Madde hükmünün Bakanlığımıza verdiği yetkiye istinaden, tahsil dairelerinin işgücü ve zaman kaybını önlemek, kırtasiye ve posta masraflarını azaltmak amacıyla Devlete ait amme alacaklarının takip ve tahsili için yapılacak mal varlığı araştırmasının aşağıda belirlenen usul ve esaslar çerçevesinde yürütülmesi uygun görülmüştür.
a)Devlete ait olup Bakanlığımıza ya da Gümrük ve Ticaret Bakanlığına bağlı tahsil dairelerince takip ve tahsil edilen amme alacakları için tür ayrımı yapılmaksızın yurt çapında mal varlığı araştırması yapılacaktır. Amme borçlusunun menkul ve gayrimenkul malları ile her türlü hak ve alacaklarından borcuna yetecek tutarda olan kısmının tespiti ve haczi için yurt çapında yapılacak mal varlığı araştırmasının, fer’ileri ile birlikte toplam tutarı 5.000,- lira ve üzerindeki amme alacakları için yapılması uygun görülmüştür. Takip konusu amme alacağı belirlenen tutarın altında kaldığı sürece yurt çapında mal varlığı araştırması yapılmayacaktır. Ancak, mal varlığı araştırmasının elektronik ortamda yapılabilmesi durumunda takip konusu tüm amme alacakları için tutar sınırı olmaksızın yurt çapında mal varlığı araştırması elektronik ortamda yapılacaktır.

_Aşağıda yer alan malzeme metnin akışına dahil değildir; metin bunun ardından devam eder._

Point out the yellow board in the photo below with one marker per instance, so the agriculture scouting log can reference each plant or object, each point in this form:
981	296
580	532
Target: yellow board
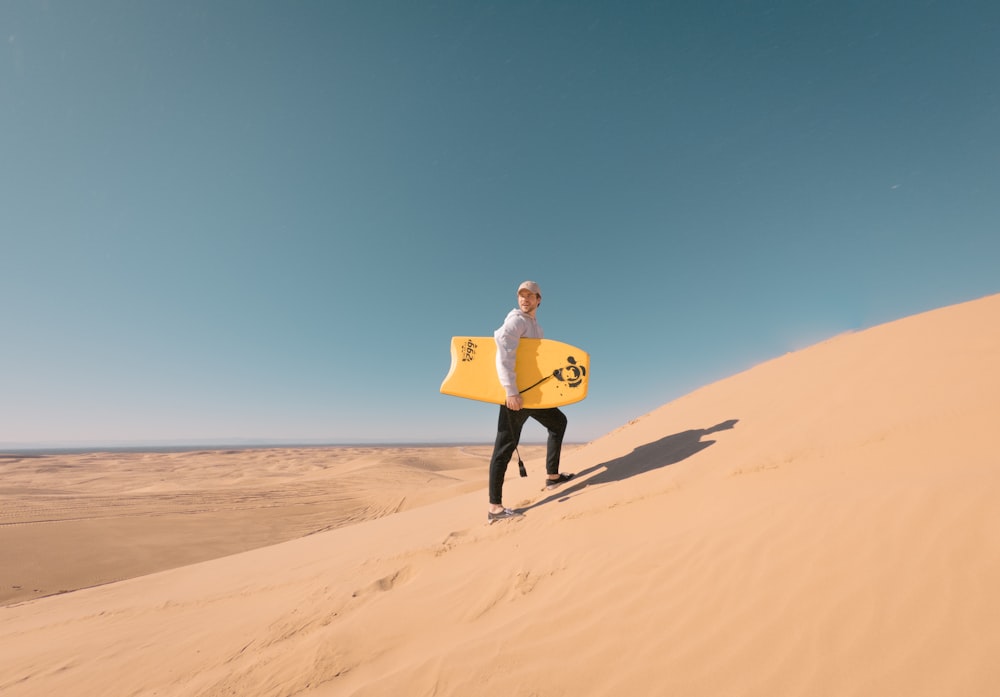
549	373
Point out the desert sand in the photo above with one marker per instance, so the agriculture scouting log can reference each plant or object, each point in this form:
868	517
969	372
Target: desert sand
825	523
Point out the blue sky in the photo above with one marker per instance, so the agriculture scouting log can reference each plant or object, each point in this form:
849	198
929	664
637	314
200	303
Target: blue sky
265	220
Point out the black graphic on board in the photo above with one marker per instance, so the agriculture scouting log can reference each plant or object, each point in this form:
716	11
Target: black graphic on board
468	350
572	374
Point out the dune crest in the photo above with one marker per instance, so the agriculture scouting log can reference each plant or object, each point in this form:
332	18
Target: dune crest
822	524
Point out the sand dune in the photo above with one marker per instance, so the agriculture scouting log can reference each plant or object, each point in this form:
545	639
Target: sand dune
823	524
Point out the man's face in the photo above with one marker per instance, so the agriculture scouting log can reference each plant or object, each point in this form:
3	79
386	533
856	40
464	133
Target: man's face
528	301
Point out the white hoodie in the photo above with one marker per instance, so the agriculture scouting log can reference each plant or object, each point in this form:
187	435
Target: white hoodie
516	325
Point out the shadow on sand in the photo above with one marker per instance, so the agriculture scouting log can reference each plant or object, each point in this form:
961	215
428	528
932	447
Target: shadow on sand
669	450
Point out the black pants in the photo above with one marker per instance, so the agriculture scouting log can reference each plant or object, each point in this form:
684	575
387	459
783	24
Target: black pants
509	427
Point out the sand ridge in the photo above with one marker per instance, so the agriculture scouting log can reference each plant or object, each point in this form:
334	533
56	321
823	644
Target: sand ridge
822	524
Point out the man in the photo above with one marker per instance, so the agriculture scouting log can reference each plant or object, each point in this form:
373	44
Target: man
520	322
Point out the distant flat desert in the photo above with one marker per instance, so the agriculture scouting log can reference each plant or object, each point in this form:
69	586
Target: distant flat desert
71	521
824	524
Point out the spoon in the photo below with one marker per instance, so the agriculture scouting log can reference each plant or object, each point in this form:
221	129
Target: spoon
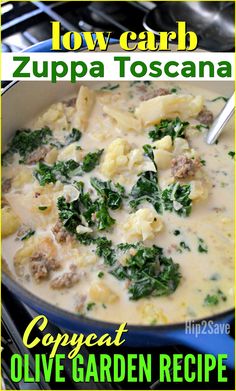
220	121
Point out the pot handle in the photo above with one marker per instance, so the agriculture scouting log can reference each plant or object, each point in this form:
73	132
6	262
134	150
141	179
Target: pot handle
208	341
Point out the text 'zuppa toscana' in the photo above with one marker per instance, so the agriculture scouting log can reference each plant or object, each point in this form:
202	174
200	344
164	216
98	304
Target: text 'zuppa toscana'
114	207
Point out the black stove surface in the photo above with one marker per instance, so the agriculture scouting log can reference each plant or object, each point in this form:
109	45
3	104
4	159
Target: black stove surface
25	23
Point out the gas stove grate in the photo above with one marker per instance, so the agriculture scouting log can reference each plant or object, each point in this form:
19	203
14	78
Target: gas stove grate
27	23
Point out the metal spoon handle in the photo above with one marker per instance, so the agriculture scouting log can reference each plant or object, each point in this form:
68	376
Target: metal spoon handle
221	120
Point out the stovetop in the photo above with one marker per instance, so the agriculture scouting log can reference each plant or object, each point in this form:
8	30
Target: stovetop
25	23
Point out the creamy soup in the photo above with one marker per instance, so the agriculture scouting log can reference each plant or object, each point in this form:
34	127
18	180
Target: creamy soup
115	208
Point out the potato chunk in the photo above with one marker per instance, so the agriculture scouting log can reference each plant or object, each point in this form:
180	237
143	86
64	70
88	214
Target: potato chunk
10	222
143	224
152	111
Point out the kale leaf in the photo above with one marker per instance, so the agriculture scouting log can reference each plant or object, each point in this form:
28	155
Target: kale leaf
149	272
26	141
104	220
174	128
147	189
214	299
104	249
176	198
62	171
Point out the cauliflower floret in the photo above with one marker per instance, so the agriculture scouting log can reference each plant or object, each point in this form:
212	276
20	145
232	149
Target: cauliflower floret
116	157
164	143
152	111
100	292
199	190
152	315
23	176
135	158
10	222
143	224
70	152
162	158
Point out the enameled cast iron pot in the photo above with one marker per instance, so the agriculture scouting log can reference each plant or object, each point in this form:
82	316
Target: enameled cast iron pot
22	101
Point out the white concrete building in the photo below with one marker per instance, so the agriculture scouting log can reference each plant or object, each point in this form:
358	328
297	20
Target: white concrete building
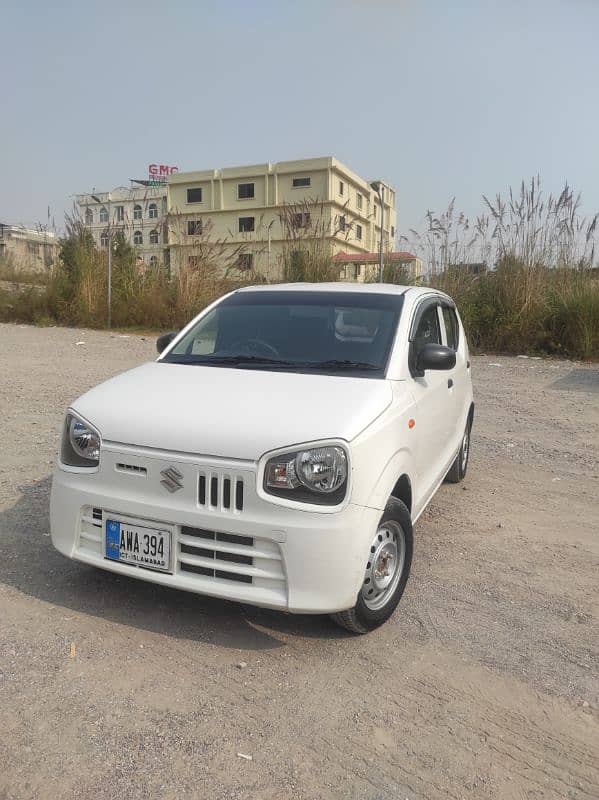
27	248
138	212
249	209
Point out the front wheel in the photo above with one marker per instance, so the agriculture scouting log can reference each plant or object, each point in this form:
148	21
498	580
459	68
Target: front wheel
457	471
386	574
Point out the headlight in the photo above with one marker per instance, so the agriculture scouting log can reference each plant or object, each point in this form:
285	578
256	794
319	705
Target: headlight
80	443
317	475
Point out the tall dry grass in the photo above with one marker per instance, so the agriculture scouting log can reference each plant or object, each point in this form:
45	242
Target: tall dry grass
536	291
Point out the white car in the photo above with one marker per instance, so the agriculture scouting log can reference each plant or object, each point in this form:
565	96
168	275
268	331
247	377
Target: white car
278	451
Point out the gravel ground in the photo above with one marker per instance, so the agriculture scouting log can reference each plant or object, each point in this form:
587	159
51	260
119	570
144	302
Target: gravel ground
485	683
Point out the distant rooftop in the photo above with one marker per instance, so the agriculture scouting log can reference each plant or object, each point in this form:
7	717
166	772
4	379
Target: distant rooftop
23	231
372	258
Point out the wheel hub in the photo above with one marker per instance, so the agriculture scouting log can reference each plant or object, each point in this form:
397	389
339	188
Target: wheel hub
385	565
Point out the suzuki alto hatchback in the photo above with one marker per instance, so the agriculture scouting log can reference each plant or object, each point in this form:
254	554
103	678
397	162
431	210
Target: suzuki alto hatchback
277	452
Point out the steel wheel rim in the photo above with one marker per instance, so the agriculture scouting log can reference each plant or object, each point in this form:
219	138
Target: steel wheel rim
465	450
385	565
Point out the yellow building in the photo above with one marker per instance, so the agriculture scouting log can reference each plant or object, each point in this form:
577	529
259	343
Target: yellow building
248	217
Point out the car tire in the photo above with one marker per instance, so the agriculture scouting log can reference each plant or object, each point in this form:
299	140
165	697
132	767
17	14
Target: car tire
387	572
457	471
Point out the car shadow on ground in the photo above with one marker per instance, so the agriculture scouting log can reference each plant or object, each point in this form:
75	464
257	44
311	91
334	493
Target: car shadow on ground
31	565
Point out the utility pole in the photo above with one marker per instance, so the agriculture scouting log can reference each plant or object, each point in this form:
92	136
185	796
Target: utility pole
97	199
379	189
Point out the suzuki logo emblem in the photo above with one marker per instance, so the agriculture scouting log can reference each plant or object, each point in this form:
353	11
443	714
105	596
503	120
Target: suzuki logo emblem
172	479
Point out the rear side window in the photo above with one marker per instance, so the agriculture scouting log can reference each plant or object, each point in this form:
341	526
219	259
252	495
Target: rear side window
428	331
451	327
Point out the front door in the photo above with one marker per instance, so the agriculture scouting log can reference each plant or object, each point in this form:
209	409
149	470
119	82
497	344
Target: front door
434	415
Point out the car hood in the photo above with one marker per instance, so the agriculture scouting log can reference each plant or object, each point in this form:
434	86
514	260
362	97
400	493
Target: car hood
230	413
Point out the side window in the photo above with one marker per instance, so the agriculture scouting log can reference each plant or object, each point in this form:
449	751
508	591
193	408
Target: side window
451	327
428	331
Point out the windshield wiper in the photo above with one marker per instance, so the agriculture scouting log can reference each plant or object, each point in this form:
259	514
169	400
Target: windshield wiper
340	364
233	360
241	360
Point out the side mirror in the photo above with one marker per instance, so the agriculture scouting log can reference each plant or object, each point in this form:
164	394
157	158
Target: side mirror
163	341
435	356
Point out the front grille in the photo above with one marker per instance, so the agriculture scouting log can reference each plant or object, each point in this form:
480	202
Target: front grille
220	492
133	469
231	557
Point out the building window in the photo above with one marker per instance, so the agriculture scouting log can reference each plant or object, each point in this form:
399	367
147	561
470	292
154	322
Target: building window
245	191
194	227
194	195
246	224
245	261
301	220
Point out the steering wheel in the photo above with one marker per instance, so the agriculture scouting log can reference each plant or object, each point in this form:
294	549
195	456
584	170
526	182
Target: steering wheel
254	347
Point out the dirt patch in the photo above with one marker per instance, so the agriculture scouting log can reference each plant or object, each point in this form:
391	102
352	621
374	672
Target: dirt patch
483	685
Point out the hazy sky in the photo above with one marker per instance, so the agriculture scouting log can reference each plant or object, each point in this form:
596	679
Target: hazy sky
440	98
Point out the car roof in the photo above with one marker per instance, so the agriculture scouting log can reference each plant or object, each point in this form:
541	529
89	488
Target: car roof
340	286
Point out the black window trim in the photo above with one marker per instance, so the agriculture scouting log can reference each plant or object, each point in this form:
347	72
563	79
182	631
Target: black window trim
295	185
421	308
452	306
246	230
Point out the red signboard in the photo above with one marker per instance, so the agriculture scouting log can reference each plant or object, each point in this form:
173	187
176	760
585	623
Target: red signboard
160	172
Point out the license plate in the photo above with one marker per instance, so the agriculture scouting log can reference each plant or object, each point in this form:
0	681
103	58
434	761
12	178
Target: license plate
135	544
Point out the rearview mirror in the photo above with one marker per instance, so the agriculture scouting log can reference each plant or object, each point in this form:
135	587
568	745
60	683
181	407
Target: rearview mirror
163	341
435	356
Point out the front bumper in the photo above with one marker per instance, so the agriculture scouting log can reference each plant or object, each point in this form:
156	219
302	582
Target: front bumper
226	542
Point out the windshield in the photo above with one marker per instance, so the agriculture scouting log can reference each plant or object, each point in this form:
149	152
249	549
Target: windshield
301	331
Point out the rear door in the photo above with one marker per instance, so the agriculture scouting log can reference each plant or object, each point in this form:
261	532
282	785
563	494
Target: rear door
435	410
458	378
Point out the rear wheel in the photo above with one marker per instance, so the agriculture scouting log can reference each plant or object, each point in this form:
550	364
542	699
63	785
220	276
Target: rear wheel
457	471
386	574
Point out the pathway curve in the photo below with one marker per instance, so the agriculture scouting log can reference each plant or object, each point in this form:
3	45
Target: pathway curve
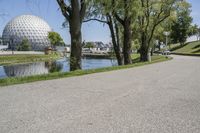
157	98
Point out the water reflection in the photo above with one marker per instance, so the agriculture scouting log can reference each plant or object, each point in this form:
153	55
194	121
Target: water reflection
61	65
32	69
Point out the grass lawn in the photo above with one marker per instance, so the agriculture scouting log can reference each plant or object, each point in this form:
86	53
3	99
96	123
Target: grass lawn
192	48
20	80
26	58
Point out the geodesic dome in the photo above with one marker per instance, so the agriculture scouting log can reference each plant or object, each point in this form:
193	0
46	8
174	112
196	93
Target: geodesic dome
29	27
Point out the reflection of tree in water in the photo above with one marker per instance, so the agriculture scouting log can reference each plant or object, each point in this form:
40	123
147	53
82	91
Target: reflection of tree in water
54	66
36	68
21	70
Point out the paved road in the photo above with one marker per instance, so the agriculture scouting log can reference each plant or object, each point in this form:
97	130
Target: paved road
157	98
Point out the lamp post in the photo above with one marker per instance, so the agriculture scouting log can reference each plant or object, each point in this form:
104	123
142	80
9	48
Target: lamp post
166	33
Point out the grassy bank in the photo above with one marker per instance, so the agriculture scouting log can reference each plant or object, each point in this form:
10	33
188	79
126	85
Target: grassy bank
192	48
20	80
26	58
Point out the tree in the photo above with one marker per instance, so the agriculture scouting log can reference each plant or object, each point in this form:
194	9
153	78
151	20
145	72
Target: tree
74	12
125	12
194	31
152	14
55	39
103	12
89	45
180	27
24	46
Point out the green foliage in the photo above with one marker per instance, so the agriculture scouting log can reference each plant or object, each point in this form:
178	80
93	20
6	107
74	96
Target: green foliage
135	44
55	39
24	46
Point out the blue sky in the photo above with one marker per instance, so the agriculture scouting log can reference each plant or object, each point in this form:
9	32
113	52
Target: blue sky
48	10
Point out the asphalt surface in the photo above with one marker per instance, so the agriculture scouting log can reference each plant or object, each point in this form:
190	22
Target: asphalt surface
157	98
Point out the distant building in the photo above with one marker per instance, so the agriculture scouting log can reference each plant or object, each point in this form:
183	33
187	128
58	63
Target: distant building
29	27
97	47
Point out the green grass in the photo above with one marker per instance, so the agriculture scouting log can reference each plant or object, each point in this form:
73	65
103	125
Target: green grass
26	58
20	80
192	48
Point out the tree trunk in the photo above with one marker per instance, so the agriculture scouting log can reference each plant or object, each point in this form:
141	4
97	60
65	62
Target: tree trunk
144	49
76	37
76	49
114	40
127	41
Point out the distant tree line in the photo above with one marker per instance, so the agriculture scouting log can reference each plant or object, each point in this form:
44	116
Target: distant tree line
133	24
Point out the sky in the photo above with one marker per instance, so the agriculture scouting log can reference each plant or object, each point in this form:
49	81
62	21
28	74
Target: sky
49	11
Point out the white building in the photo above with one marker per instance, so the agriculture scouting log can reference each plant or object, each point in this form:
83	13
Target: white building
97	47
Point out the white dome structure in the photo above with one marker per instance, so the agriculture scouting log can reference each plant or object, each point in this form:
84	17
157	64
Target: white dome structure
29	27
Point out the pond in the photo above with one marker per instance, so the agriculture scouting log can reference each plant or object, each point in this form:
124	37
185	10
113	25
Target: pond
61	65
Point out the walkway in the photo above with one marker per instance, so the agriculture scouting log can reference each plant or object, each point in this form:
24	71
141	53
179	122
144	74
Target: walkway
157	98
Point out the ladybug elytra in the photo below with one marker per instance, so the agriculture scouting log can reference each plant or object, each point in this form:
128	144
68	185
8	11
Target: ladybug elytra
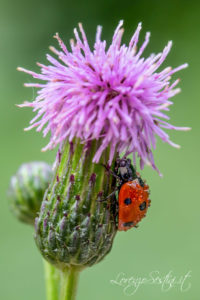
133	195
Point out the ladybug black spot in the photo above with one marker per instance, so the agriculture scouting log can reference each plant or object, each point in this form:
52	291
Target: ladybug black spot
128	224
128	201
142	206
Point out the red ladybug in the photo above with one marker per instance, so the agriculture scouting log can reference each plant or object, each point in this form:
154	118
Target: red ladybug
133	195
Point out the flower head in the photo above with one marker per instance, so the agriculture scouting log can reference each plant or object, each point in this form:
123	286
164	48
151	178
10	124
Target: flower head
109	94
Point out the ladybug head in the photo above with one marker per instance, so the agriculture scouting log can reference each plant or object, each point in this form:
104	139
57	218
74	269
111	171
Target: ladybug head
125	169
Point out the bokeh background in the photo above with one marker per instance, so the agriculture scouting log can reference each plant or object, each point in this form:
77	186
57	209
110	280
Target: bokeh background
168	239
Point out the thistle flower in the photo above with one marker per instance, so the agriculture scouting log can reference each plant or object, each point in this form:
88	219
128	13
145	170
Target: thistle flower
113	95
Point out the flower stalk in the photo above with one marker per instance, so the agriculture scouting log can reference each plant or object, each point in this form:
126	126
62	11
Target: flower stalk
69	281
52	279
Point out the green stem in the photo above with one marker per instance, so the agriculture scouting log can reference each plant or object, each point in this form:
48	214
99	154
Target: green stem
69	283
52	278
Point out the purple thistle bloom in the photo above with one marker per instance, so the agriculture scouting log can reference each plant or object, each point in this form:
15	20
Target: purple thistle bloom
112	95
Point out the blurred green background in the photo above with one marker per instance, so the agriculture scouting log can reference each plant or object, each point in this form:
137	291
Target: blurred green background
168	239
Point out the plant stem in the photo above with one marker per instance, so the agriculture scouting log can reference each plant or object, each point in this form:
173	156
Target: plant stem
69	283
52	278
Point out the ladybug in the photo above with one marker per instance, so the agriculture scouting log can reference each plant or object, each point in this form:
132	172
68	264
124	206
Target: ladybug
133	195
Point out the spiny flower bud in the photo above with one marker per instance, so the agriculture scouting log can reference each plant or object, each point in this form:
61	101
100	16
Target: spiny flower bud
27	188
76	226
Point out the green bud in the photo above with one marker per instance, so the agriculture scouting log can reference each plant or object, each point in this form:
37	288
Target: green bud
77	225
27	188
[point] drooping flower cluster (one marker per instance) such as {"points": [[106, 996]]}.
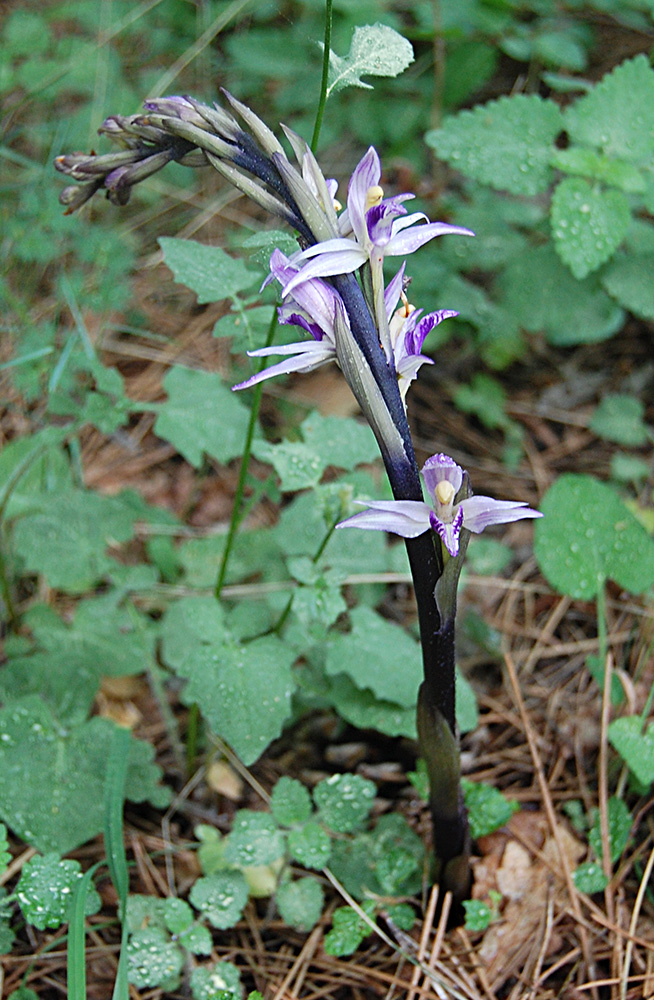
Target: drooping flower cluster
{"points": [[443, 479]]}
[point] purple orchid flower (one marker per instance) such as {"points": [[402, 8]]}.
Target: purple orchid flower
{"points": [[443, 479]]}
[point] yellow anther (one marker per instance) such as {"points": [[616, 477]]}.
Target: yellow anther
{"points": [[374, 195], [444, 492]]}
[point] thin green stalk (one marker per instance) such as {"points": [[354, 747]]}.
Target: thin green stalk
{"points": [[237, 508], [321, 548], [325, 76]]}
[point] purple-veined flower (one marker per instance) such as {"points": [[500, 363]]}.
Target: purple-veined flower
{"points": [[443, 479]]}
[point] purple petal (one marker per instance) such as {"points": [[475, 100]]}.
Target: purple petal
{"points": [[448, 533], [480, 512], [314, 355], [366, 174], [408, 518], [440, 467], [403, 242]]}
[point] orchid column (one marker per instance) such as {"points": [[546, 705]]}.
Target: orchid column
{"points": [[333, 288]]}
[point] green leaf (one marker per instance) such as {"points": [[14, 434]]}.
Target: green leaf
{"points": [[44, 891], [506, 144], [588, 224], [588, 535], [220, 898], [221, 981], [620, 822], [254, 840], [478, 915], [208, 271], [310, 846], [619, 418], [628, 278], [52, 779], [587, 163], [543, 296], [344, 443], [365, 711], [153, 959], [300, 903], [487, 808], [617, 116], [376, 50], [589, 878], [222, 674], [370, 654], [348, 930], [67, 538], [344, 801], [635, 745], [201, 415], [290, 802]]}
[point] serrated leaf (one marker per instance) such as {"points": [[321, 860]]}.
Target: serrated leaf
{"points": [[310, 846], [589, 878], [587, 535], [620, 823], [221, 981], [588, 224], [222, 674], [506, 144], [208, 271], [370, 654], [201, 415], [487, 808], [253, 840], [300, 903], [635, 745], [52, 779], [221, 898], [45, 889], [290, 802], [628, 279], [376, 50], [617, 116], [66, 539], [588, 163], [543, 296], [153, 959], [344, 801], [619, 418]]}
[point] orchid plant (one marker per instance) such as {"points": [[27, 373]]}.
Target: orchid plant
{"points": [[333, 289]]}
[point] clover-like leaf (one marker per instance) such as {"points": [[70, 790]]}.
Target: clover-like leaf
{"points": [[543, 296], [587, 535], [487, 808], [588, 224], [506, 144], [344, 801], [635, 745], [300, 903], [201, 415], [222, 673], [52, 779], [290, 802], [220, 897], [254, 840], [153, 959], [210, 272], [617, 115], [45, 889], [376, 50], [310, 845]]}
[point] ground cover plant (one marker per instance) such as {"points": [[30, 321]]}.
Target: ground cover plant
{"points": [[124, 447]]}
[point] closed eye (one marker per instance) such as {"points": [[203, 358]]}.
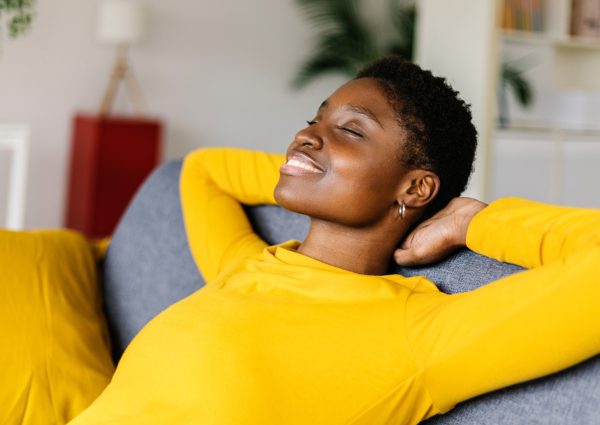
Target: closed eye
{"points": [[350, 131]]}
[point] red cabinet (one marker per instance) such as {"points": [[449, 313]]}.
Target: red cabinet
{"points": [[110, 158]]}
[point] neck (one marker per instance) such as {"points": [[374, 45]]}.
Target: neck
{"points": [[359, 250]]}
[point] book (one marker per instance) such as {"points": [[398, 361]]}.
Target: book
{"points": [[585, 18]]}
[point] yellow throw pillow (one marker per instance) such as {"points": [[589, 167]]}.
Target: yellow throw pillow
{"points": [[54, 350]]}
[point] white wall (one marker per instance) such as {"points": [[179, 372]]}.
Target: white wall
{"points": [[216, 72]]}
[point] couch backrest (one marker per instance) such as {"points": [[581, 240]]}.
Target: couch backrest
{"points": [[148, 267]]}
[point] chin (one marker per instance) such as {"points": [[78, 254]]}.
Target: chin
{"points": [[289, 199]]}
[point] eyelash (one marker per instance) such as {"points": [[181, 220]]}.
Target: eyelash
{"points": [[347, 130]]}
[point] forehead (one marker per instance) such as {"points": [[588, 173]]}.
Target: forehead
{"points": [[366, 93]]}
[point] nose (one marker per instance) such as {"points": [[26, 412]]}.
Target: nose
{"points": [[309, 137]]}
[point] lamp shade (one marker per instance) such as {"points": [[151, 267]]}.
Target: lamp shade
{"points": [[120, 22]]}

b)Yurt çapında mal varlığı araştırmasının amme borçlusunun haczi kabil mal varlığının tespit edilerek haczedilmesini sağlamak amacıyla yapıldığı dikkate alınarak; alacaklı tahsil dairelerince bu araştırmaların bulundukları illerde doğrudan veya bu konuda görevlendirilmiş dairelerce, diğer illerde ise aynı nev’iden tahsil daireleri aracılığı ile 6183 sayılı Kanunun haczin tatbik şekline ilişkin hükümlerine göre yapılması gerekmektedir. Alacaklı tahsil daireleri, ivedilik arz eden durumlarda, bulundukları illerin dışında tespit ettikleri ve haciz bildirisi düzenlenmek suretiyle haczedilmesi gereken malları doğrudan haczedebileceklerdir.
Alacaklı tahsil daireleri, haciz bildirisi düzenlenmek suretiyle haczedilebilecek mallardan elektronik ortamda araştırması yapılabilecek olanları, elektronik ortamda araştıracak, yetki alanlarına bağlı kalmaksızın doğrudan haciz bildirisi tebliğ etmek suretiyle haczedebileceklerdir. Bu mallar için ayrıca yazılı ortamda malvarlığı araştırması yapılmayacaktır.
Maliye Bakanlığına bağlı tahsil daireleri, haciz bildirisi düzenlenmek suretiyle haczedilebilecek mallardan elektronik ortamda haczi mümkün olanları yetki alanlarına bağlı kalmaksızın, elektronik ortamda haciz bildirilerinin tebliği ile ilgili kurulan sisteme göre, doğrudan ya da elektronik ortamda Gelir İdaresi Başkanlığı aracılığıyla haciz bildirisi tebliğ etmek suretiyle haczedebileceklerdir.
Haciz bildirisi düzenlenmek suretiyle haczedilecek mallara (bankalar nezdindeki hak ve alacaklar, tapu, trafik siciline kayıtlı mallar v.b.) ilişkin araştırmalar, bu kayıtlara elektronik ortamda ulaşılamaması halinde en fazla 50 amme borçlusunun borçlarını içerecek listeler şeklinde düzenlenmiş haciz bildirilerinin tebliği suretiyle yapılacaktır. Haciz bildirileri alacaklı tahsil dairelerince veya alacaklı dairenin bulunduğu ilde bu konuda görevlendirilmiş dairelerce doğrudan ilgili idareye tebliğ edilecektir.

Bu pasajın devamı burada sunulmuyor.